The Covid-19 challenges in India’s Maoist affected Chhattisgarh region

By Murali Krishnan - RFI
India © RFI/Murali Krishnan
NOV 11, 2021 LISTEN
© RFI/Murali Krishnan

Covid-19 vaccination drives in the tribal heartland of central Chhattisgarh, which was initially handicapped by the Maoist insurgency and the remoteness of the region, has gradually picked up pace through a mix of initiatives.

Despite the inhospitable terrain and with the indigenous tribals already in the crosshairs of the Maoist conflict, it would be incredulous to think that medical services are trickling down in some of the remote villages of this forested state.

Much of the state's problems can be attributed to its formidable terrain, wracked by backwardness and misery where development or providing services has been absent in many years. The forest area alone covers over 40 % of the total geographical area of Chhattisgarh.

Along with a substandard medical ecosystem, lack of testing facilities in villages, and rampant misinformation, the issue of shortage of medical staff is a major hurdle in the state's battle against the pandemic.

But campaigns in the last year are slowly helping.
Fallen off the map
Access to many villages in the rebel-affected Sukma district itself is an arduous journey as it is located in the dense Dandakaranya forests and is still a no-go area for many despite the presence of a security camp.

“Due to misconceptions and also that tribal communities were unapproachable, it has taken time to win trust and confidence,” Raja Parayan, a local health volunteer told RFI.

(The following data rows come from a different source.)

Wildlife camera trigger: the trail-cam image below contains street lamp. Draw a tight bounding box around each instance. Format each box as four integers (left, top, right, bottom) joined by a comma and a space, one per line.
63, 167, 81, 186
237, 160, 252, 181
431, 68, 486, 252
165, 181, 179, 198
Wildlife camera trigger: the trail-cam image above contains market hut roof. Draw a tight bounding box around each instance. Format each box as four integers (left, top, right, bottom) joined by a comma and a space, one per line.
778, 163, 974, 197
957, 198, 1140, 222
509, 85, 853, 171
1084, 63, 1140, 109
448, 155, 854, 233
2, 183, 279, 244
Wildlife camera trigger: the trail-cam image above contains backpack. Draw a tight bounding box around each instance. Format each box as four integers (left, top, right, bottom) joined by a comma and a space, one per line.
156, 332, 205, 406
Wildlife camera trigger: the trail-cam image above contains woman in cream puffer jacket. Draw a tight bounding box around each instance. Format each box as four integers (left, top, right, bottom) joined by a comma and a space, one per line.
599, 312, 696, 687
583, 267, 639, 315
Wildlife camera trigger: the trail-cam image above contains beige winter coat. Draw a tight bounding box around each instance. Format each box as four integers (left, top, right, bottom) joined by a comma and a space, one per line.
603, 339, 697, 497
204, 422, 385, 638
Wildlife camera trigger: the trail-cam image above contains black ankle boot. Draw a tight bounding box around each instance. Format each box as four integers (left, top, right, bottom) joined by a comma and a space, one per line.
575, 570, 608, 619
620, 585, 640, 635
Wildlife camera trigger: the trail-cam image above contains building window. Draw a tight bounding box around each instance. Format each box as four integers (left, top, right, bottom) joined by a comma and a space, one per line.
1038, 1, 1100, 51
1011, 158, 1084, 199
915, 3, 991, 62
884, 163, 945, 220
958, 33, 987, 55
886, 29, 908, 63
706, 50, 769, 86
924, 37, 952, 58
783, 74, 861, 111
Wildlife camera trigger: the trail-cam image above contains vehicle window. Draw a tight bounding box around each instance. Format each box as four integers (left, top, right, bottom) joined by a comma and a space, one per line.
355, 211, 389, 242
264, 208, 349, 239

Many volunteers, mostly locals, are now part of COVID-19 tracing teams whose task is to track down positive cases near check posts at the border, identify from where patients are coming and with whom they have come in contact recently.

“Many thought the disease was a conspiracy and it took a lot to convince them that it could kill people,” said another volunteer.

While vaccine hesitancy and inaccessibility have challenged the Covid campaign, there has also been the push by a collective of NGOs, local networks and 'mitanins' (health volunteers) to persuade a wary and hard-to-reach population.

“I was scared of what this injection will do but these health volunteers convinced me about the effects of Covid,” Praila Sahu, a villager told RFI.

“Changing mindsets and behaviour patterns has been tough among the indigenous population and it is a real challenge,” Vishal Vaswani, a UNICEF official told RFI.

Chhattisgarh's official COVID-19 infection count is over 1 million, while the death toll stands at more than 13,500. The overall pace of vaccination has been slow due to difficulties reaching all parts of the conflict-prone state.

Some officials have pointed out that 14 out of the state's 27 districts are affected by civil strife, hindering the vaccination campaign.

There is still a long way to traverse but a confident beginning has been embarked on in some the country's inhospitable areas.